While increasing its weapons of mass destruction (WMD) capabilities that can really threaten the U.S. mainland, it may use its current lethal capability against the South, Japan and U.S. territory, Guam, to stop the South from a retaliatory attack after it is attacked first. Or so it can think.
Some accounts say that the North would be mistaken, if the South takes the North's blows without fighting back. South Korea has adopted stronger rules of engagement which, for one, require the military to retaliate by targeting the source of the North's attacks with more severe bombardment. It can move on to the stage when the North begins to deploy its nuclear-tipped missiles.

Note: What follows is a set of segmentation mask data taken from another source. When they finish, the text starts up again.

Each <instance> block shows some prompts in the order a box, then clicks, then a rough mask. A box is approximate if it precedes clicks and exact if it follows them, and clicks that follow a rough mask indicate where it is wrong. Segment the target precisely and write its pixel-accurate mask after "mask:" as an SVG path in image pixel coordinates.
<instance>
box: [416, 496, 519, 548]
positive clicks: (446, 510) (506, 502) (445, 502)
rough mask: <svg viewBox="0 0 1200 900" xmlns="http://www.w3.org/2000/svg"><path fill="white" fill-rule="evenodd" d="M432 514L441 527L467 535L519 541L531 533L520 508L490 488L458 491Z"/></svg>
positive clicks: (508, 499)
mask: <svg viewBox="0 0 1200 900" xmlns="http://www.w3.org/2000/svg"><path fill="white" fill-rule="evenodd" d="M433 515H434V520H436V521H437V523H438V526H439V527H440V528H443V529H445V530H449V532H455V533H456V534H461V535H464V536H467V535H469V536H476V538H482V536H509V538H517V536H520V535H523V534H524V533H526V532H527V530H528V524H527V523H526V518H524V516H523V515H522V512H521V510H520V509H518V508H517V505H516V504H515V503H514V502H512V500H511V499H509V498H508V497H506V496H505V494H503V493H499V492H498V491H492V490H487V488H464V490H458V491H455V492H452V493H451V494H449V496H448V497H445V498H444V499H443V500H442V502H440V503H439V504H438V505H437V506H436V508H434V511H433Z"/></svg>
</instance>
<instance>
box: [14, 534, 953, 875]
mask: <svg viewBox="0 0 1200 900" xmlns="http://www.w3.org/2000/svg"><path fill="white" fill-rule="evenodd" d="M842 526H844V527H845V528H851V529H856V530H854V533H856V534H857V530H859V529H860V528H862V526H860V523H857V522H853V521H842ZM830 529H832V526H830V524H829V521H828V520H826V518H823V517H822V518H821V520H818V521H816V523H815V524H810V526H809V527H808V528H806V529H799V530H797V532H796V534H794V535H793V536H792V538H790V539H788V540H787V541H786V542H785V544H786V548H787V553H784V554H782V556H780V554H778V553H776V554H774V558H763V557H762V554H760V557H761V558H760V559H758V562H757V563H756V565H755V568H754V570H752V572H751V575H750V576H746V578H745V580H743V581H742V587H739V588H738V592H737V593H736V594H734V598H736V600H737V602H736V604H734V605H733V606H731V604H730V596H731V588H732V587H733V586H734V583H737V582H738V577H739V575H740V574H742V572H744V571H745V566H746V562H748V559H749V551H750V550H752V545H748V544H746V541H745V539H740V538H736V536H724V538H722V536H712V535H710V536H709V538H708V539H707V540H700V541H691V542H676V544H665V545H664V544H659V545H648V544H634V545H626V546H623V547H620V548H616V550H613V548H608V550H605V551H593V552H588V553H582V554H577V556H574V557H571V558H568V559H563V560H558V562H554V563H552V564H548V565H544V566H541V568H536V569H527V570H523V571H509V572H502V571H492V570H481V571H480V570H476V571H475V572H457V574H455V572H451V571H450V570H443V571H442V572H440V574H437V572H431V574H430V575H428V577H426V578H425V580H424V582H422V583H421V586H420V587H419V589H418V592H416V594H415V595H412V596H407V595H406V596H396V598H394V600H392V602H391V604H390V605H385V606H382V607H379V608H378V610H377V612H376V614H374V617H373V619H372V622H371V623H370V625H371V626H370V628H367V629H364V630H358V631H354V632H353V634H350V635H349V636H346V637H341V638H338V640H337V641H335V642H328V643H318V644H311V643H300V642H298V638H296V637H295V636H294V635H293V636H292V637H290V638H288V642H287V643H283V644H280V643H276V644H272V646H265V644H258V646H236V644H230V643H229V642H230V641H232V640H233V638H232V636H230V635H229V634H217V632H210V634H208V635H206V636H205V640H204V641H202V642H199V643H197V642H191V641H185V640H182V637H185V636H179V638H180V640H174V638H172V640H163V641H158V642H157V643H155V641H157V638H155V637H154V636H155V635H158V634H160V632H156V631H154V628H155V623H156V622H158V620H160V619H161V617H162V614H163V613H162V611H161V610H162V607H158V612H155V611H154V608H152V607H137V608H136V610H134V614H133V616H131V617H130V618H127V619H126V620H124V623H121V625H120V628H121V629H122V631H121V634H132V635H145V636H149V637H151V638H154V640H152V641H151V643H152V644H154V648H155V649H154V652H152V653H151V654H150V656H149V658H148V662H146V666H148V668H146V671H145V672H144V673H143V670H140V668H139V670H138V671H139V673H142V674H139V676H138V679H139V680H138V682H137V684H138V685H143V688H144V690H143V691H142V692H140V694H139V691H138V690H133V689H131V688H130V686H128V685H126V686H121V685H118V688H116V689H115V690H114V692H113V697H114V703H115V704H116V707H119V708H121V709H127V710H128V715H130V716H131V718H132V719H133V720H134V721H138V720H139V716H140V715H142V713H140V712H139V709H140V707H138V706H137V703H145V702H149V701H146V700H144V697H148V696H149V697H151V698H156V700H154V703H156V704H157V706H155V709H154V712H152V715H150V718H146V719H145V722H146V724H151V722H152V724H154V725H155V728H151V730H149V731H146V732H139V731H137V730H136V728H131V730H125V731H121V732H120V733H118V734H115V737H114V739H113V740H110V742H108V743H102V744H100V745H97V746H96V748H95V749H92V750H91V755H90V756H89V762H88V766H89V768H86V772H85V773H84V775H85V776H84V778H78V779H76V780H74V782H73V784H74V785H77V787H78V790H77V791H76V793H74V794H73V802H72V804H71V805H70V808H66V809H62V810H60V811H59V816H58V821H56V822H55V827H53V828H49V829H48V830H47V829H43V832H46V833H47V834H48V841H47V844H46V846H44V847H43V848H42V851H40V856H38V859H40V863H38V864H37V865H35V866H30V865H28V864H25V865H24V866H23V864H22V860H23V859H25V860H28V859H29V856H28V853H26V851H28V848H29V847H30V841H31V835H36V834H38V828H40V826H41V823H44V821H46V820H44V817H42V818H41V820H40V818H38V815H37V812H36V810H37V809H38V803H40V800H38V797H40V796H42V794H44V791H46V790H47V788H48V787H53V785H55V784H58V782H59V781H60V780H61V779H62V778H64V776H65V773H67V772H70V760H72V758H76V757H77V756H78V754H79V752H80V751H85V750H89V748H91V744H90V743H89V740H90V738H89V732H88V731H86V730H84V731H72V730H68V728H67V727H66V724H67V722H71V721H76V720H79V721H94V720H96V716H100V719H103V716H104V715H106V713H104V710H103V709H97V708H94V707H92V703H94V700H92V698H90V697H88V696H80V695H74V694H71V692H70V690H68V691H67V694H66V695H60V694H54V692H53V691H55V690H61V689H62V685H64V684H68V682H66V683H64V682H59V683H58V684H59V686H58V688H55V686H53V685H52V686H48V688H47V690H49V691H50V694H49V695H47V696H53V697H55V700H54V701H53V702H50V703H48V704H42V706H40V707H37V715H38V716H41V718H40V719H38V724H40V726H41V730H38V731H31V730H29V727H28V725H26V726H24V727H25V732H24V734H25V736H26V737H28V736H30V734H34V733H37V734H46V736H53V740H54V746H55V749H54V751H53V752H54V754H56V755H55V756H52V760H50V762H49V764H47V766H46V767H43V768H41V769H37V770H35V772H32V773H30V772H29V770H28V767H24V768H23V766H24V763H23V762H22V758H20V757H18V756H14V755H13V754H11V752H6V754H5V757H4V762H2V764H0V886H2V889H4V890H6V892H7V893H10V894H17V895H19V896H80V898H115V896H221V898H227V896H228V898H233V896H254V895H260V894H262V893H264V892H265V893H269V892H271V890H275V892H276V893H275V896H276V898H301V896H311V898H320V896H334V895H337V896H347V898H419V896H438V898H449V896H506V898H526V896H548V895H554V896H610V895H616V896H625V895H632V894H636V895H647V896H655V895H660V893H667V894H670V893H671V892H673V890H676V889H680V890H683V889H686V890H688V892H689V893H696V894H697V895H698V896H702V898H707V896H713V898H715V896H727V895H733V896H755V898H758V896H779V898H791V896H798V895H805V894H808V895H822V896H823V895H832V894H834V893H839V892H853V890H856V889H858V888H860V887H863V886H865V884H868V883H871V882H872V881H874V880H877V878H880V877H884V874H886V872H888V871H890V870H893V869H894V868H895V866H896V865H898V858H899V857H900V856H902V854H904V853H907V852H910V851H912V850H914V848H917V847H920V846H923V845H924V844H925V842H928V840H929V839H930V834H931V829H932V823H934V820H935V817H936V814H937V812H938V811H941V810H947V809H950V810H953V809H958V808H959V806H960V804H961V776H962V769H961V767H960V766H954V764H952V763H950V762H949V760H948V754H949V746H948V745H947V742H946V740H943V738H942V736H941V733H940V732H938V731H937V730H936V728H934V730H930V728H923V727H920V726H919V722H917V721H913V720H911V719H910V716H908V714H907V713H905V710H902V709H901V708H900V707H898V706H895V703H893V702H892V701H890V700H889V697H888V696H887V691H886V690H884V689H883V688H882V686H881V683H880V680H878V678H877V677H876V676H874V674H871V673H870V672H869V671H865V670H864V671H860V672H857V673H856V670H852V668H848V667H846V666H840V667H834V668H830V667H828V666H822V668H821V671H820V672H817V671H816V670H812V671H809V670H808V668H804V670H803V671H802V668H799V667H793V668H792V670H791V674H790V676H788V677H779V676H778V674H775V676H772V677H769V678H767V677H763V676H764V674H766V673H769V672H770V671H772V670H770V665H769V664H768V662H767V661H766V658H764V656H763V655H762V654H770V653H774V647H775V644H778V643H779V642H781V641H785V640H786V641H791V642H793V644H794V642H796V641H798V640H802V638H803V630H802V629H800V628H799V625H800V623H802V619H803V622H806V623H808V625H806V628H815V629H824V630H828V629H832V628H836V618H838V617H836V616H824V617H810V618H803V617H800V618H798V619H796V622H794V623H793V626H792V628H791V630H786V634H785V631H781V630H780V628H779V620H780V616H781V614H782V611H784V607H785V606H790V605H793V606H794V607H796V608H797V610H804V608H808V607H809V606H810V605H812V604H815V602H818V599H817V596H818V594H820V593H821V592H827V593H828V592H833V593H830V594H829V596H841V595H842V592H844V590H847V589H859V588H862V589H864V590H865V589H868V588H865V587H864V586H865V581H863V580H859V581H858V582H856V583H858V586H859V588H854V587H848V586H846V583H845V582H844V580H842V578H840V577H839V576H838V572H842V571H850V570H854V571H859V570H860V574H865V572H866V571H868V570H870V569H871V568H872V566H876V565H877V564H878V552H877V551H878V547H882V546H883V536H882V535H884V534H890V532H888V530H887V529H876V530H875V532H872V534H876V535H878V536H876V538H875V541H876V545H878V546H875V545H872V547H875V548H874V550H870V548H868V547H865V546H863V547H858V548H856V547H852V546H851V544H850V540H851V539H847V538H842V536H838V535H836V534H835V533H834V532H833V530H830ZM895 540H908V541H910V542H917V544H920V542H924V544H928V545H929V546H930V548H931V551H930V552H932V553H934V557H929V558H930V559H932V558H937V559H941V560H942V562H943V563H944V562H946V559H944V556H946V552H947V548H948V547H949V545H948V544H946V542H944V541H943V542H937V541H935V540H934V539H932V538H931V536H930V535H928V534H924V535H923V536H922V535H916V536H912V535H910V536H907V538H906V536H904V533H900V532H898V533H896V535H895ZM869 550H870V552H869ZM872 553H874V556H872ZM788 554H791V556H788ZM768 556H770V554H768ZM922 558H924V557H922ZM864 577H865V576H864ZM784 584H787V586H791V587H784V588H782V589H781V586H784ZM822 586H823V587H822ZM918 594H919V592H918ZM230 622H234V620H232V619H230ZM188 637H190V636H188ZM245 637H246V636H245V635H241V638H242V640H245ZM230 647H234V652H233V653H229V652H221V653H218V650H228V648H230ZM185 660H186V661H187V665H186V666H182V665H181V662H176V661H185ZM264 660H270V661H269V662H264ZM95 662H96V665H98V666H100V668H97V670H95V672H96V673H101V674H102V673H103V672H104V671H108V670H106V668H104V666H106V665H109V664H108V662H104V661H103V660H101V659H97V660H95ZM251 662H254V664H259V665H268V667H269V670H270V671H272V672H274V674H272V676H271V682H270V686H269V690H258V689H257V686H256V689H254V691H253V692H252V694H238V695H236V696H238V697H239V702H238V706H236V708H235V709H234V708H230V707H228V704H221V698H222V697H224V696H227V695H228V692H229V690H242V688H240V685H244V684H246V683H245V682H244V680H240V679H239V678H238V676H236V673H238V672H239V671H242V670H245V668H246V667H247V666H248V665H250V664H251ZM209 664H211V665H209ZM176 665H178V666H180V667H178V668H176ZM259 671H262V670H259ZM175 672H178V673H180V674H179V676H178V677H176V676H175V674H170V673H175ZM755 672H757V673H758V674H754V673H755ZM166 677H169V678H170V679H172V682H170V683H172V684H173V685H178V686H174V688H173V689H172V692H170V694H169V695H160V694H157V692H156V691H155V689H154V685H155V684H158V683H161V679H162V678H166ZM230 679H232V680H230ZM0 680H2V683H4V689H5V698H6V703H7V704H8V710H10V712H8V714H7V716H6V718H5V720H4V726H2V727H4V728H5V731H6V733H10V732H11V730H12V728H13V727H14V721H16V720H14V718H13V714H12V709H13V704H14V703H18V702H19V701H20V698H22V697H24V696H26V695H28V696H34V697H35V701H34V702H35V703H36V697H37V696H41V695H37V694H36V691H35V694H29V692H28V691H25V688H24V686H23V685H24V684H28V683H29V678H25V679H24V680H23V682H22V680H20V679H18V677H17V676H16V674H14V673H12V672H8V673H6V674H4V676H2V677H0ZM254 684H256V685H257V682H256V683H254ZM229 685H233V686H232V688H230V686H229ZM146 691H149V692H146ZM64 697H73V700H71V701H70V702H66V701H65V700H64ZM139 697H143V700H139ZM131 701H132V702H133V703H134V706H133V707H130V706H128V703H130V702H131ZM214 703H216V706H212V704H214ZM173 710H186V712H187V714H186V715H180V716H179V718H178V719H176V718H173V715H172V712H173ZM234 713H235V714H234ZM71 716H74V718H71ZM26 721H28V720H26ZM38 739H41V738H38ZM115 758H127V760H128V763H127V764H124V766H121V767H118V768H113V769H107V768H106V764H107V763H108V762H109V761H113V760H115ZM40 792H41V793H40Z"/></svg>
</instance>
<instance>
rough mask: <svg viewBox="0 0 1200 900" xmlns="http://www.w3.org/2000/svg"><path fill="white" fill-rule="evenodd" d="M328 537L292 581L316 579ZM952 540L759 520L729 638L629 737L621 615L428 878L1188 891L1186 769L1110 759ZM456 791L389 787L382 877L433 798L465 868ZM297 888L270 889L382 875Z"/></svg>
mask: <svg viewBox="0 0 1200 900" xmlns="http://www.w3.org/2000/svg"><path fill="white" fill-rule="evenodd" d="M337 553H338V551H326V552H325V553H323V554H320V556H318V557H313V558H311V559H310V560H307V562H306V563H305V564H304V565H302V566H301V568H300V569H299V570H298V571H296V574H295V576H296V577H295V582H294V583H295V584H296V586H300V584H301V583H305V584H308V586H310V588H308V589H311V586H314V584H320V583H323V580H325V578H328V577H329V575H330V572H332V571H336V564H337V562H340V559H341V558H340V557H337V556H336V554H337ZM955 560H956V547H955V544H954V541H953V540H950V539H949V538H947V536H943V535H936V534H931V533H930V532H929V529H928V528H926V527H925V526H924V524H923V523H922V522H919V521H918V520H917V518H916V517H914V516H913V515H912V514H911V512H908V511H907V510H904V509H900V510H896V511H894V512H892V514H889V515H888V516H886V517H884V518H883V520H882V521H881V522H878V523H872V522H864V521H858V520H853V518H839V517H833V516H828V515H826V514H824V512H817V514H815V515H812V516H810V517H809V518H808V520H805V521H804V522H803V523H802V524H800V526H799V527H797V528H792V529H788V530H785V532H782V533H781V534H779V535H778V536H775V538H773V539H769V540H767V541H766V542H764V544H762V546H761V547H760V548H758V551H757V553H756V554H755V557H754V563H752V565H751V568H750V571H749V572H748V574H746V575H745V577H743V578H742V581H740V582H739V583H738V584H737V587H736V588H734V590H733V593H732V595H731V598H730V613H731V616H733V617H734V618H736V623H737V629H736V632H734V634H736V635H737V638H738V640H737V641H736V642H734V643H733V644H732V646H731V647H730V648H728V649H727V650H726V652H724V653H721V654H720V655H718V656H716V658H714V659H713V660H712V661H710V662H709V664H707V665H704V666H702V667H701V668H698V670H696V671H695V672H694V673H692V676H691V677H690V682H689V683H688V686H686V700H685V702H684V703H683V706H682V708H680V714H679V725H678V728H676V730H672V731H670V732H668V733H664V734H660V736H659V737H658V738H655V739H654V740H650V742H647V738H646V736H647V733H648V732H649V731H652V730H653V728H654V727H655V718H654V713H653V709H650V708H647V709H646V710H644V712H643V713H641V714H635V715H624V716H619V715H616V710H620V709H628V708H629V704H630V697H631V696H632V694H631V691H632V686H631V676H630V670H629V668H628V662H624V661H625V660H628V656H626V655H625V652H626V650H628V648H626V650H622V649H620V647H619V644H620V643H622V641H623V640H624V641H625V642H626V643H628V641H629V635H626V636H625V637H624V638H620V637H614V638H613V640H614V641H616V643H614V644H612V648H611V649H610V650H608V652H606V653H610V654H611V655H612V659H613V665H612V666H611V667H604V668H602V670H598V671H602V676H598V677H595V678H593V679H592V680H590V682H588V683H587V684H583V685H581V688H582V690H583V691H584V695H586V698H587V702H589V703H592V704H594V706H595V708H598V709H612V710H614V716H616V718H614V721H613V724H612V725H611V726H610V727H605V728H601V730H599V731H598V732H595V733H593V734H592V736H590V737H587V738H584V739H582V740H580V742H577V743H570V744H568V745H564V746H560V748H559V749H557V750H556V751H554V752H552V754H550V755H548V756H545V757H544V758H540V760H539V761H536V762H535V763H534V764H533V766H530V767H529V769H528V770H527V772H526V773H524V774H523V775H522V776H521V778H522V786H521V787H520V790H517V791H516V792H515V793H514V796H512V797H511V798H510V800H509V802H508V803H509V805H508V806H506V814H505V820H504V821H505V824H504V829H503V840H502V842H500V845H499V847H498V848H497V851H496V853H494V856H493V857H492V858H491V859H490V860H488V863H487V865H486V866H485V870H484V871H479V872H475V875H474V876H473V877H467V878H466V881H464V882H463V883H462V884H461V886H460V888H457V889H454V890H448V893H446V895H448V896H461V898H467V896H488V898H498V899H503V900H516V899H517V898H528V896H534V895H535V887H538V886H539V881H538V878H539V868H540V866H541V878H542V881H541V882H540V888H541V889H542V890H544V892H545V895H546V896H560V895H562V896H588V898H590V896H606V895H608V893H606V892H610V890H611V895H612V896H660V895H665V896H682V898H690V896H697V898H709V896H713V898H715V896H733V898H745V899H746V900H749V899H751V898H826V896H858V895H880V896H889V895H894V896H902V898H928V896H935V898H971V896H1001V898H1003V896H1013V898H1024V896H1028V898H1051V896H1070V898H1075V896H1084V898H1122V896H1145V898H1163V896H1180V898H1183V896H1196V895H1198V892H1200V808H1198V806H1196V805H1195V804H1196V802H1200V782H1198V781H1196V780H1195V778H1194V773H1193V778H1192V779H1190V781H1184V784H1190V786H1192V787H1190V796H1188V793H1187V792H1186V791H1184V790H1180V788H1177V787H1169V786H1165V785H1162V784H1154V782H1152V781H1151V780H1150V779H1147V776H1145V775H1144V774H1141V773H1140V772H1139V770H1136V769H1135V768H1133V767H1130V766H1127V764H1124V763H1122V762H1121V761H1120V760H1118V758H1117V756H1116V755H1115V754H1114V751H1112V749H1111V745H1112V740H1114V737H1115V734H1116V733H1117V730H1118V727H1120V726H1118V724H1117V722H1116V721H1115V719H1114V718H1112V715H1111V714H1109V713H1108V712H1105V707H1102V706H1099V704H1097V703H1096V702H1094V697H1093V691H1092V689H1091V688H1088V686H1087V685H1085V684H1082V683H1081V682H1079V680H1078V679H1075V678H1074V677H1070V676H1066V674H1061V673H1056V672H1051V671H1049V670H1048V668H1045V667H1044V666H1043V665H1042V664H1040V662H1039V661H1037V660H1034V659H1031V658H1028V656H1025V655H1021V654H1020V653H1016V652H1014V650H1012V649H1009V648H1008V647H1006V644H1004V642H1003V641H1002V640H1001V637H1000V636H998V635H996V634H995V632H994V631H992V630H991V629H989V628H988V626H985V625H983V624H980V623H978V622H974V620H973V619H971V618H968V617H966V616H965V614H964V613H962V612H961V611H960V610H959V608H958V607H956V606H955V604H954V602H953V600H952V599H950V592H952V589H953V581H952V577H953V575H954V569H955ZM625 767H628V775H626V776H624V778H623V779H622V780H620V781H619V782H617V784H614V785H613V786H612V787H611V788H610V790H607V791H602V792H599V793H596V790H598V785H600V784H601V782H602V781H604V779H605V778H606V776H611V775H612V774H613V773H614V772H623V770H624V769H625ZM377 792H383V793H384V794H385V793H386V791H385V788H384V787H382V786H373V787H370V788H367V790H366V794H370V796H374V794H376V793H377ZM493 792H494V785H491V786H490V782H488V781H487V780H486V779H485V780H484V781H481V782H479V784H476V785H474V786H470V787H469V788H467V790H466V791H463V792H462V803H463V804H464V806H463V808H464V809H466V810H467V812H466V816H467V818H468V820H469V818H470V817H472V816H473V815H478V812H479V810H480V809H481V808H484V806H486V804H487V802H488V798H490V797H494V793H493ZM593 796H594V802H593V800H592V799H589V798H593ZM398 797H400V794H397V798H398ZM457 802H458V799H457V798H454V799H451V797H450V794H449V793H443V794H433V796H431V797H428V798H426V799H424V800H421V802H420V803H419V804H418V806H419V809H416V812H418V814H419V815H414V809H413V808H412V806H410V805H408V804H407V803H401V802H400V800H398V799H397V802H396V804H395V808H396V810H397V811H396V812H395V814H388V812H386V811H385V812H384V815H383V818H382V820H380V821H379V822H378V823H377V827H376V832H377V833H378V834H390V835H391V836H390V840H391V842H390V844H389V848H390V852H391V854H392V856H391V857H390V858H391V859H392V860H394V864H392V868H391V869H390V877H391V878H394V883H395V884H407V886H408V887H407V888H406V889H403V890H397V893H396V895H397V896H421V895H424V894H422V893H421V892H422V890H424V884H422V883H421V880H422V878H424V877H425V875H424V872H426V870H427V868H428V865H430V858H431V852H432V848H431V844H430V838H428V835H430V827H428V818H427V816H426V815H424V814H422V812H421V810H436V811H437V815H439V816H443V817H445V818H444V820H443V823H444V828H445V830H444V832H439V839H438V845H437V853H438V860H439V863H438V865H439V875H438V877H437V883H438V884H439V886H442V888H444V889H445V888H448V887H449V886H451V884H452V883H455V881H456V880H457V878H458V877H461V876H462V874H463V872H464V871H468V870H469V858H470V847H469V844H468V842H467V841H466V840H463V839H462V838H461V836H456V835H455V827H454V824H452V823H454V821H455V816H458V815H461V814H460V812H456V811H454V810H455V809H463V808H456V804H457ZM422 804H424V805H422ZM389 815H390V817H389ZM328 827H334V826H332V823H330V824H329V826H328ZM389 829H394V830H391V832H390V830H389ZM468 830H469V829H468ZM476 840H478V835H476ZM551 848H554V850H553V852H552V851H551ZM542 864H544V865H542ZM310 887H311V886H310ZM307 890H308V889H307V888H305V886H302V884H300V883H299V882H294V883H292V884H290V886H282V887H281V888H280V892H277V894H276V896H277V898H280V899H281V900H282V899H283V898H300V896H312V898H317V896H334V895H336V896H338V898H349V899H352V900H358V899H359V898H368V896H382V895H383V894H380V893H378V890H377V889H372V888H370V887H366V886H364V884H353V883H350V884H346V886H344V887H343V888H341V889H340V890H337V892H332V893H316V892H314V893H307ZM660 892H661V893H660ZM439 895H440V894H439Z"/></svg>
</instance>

This means that the next time the North shells Yeongpyeong Island with the sense of security from its perceived WMD, it could invite a South Korean reprisal for a higher chance of instigating a full-fledged conflict.
Throw the two Koreas' vow for preemptive strikes into the mix and the chance of war couldn't be higher as a result of a typical tit-for-tat skirmish. Could the U.S. or China step in to break them apart, the next time when the two trade jobs with each other, not knowing whether it will develop into a suicidal slugfest?
So the question is whether it should be a strategic change on the premise that the North will be around for a while more. With a new president in the U.S. and one in the South about to change, trying to talk to the North may not mean a great loss of face.